First, the bond. I'm fairly certain that I picked the exact phrasing and terminology up from the Vulcan custom of marriage, which is a combination of legalities, telepathy, empathy, and runaway biology. Since I am willing to believe in fluffy things like empathy, telepathy, and an assortment of other New-Age-type stuff, I'm also willing to believe that I can "feel" certain of my friends and acquaintances in my head.
Generally, the "feel" is limited to things that I could know through other avenues such as simple observation, coupled with a feeling akin to the sound of an open phone line without static or any immediately distinguishable background noise, but unmistakably a live line with a live human being on the other end. Very occasionally, things that I could not have known through any other avenues show up through the bonds, but these incidents are relatively infrequent and often somewhat drastic in nature. Owing to their highly personal nature (to all parties involved), I do not often discuss details.
Most of the bonds I experience are limited in duration and scope, are familial, professional, or are the result of friendship, and are either thrust into my attention by circumstance, or have to be specifically focused upon and called up in order to be sensed. I have innumerable narrow, rarely-used bonds that connect me to family, friends, and old professional connections. When getting to know someone, especially another Practitioner of the arcane or a potential romantic match, I am likely to form a temporary broadband bond to get to know them on all the levels I can, even if I'm unlikely to use all those levels again. When I'm romantically involved with someone, especially when we become physically involved, a bond forms. This can either be temporary or longer-lasting. Most are temporary. It takes time, patience, and effort to evolve most bonds into a permanent form.

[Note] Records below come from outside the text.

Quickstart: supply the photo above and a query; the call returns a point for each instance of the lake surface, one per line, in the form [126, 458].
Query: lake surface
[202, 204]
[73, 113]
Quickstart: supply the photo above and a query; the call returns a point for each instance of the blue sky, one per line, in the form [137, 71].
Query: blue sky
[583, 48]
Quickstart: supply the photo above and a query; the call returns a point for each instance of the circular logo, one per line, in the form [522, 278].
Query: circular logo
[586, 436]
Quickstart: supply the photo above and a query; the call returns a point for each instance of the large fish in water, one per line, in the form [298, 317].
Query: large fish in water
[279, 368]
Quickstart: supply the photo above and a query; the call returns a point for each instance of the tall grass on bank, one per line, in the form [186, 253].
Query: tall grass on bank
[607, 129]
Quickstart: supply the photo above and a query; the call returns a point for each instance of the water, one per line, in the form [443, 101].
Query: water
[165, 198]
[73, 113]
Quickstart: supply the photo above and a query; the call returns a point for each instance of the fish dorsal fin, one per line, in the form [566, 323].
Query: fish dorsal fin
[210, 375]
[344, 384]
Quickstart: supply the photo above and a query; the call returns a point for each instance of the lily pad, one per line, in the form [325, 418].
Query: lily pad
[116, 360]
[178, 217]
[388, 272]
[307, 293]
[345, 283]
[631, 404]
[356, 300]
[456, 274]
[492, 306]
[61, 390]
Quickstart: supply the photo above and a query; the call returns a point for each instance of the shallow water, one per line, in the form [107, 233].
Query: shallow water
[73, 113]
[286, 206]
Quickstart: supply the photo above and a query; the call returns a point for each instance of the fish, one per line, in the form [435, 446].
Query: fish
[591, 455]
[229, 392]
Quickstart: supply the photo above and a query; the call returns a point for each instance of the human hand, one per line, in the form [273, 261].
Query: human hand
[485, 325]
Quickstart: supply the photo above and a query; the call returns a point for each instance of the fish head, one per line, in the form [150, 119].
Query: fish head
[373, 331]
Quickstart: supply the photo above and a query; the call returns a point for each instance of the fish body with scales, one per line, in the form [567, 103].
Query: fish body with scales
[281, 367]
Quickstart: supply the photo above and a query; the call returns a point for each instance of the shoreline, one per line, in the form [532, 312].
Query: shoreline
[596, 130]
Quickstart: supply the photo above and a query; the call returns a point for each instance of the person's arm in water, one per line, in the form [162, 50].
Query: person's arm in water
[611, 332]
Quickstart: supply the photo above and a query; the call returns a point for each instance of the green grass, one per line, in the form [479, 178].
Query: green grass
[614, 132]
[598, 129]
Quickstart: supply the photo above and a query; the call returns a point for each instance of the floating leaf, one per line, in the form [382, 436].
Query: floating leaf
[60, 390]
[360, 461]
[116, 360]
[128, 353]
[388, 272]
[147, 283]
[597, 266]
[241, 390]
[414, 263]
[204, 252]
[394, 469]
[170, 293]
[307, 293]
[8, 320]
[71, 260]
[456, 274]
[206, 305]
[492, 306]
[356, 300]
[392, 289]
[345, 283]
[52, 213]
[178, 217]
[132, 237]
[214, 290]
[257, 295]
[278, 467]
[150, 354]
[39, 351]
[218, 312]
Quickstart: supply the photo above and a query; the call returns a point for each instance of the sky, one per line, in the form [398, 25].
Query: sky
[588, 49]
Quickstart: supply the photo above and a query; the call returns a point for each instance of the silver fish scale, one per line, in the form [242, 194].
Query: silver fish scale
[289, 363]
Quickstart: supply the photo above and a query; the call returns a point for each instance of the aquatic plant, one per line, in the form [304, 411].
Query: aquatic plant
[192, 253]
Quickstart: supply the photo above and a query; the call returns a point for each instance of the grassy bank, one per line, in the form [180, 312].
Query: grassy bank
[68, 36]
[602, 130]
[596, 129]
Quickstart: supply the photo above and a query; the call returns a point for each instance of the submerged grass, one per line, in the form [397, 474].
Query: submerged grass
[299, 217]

Because I form temporary bonds with such ease, and can dissolve them with equal ease, I do not consider everyone I have a bond with a "bondmate". In order to consider someone a bondmate, I have to, at minimum, expect the bond to continue indefinitely or never expire, and be able to touch the bond at any time of night or day, in any state of mental preparedness to sense the bond, and be able to connect immediately or near-immediately. I also have to consider the bond personal rather than professional or familial.
At the moment, I have three bondmates. In order of seniority, they are: Darkside, Mr. Shallow, and Figment. (This is also reverse order of age, which amuses me.)

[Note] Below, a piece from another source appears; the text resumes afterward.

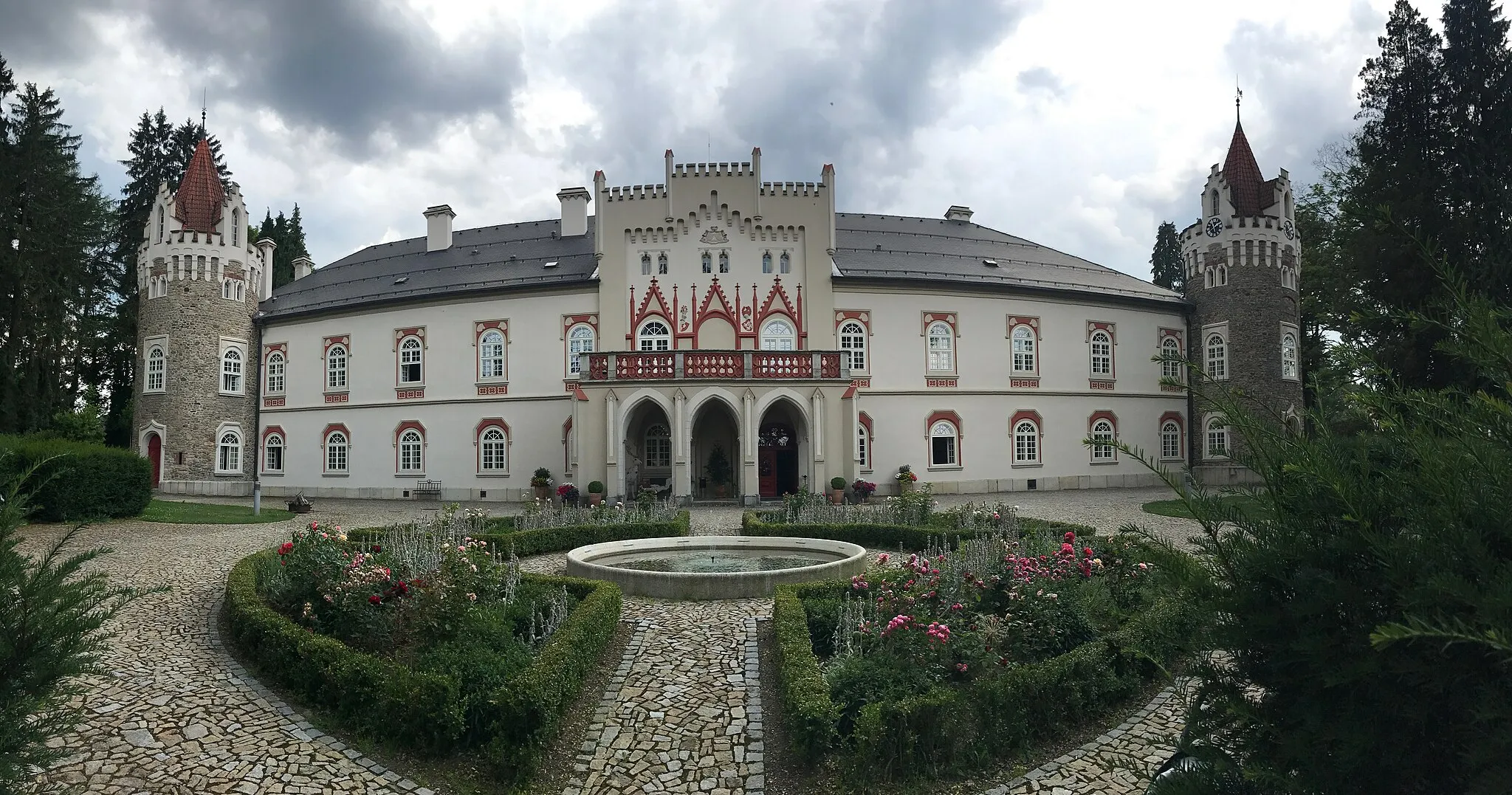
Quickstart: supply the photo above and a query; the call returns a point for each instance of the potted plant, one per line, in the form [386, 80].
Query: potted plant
[718, 470]
[542, 483]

My bond with Darkside formed sometime in November or December of 2000, along with another bond, the bond with Sis, which would become familial. The bond with Sis was shut down for safety reasons preparatory to a particularly energetic event, and never returned to full strength even after it was turned on again. The bond with Darkside was maintained and encouraged until it became automatic, and is persistent even in the event of full brain crash or bruising of reality. This bond is occasionally sealed temporarily for privacy and safety reasons, but must not be left sealed for longer than perhaps an hour at a time lest emotional/energetic trauma result.
My bond with Mr. Shallow formed somewhat after the bond with Darkside, especially considering as I met him after I met Darkside. We hit it off at once when we met. Mr. Shallow discovered, somewhat to his disconcertion, that I could "find" him no matter where he was; no one else he knew could do this. This bond fluctuates between latent and patent more or less in sync with actual contact with Mr. Shallow, but I still consider him an active bondmate because of assorted history and other personal factors.

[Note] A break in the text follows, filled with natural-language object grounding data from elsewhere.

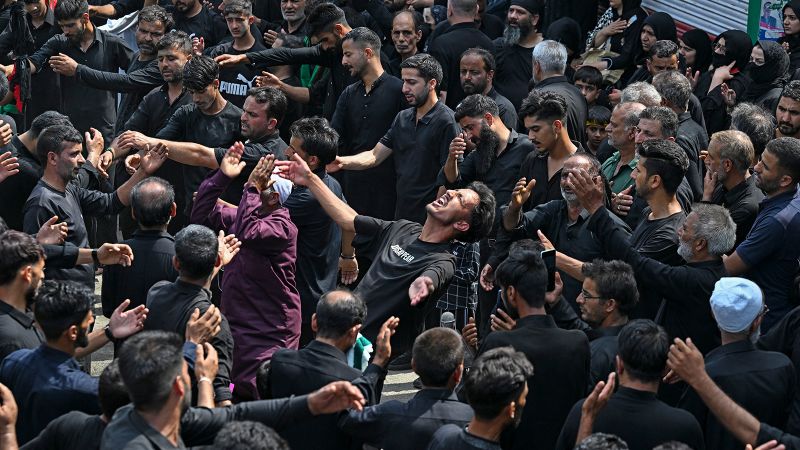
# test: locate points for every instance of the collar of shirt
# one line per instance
(24, 319)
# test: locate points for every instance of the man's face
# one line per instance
(238, 24)
(768, 174)
(404, 36)
(147, 36)
(183, 6)
(648, 129)
(589, 91)
(592, 306)
(596, 134)
(415, 89)
(254, 121)
(293, 10)
(788, 115)
(657, 65)
(170, 64)
(541, 132)
(354, 58)
(73, 29)
(474, 77)
(69, 162)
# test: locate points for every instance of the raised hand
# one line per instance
(52, 233)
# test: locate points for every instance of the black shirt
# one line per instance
(235, 81)
(514, 71)
(74, 430)
(419, 149)
(189, 124)
(742, 202)
(561, 367)
(171, 305)
(71, 206)
(761, 382)
(153, 252)
(398, 257)
(447, 49)
(393, 425)
(319, 241)
(362, 119)
(639, 419)
(17, 330)
(108, 53)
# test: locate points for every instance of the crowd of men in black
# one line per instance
(606, 211)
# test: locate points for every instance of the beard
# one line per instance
(486, 149)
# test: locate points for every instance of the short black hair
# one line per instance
(149, 362)
(319, 138)
(151, 201)
(787, 151)
(476, 105)
(196, 249)
(496, 378)
(364, 38)
(614, 279)
(274, 99)
(589, 75)
(437, 353)
(199, 72)
(663, 115)
(155, 13)
(336, 317)
(323, 17)
(643, 349)
(247, 435)
(47, 119)
(53, 138)
(489, 64)
(665, 159)
(70, 9)
(427, 66)
(60, 305)
(17, 250)
(544, 105)
(111, 390)
(482, 217)
(177, 40)
(524, 269)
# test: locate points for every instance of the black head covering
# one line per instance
(737, 48)
(698, 40)
(568, 32)
(663, 26)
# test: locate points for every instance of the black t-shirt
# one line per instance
(189, 124)
(398, 258)
(235, 81)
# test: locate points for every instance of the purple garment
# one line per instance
(259, 295)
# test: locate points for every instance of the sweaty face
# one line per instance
(415, 89)
(474, 77)
(170, 64)
(788, 115)
(354, 58)
(404, 37)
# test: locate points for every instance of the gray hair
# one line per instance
(736, 147)
(715, 225)
(551, 56)
(641, 92)
(674, 88)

My bond with Figment had been lurking unconnected since slightly after I met him, and abruptly jumped into contact after some personal disasters lowered our mutual defenses against forming additional permanent bonds. We were able to identify the bond as having been made sometime early in the morning of February 24th within five to fifteen minutes of connection. To date, it has intensified in ways that are only to be expected under the circumstances, and shows no signs of dissipating. As it has been reinforced by pledge of indefinite mutual aid, we are to consider it long-term or permanent unless deliberately dissolved (which I can't anticipate doing -- deliberately dampen, definitely, but not dissolve).
"Bondmate" has always meant more to me than a simple connection. I've made the decision that I won't consider a long-term relationship with someone who isn't a bondmate. I'm very happy with that decision.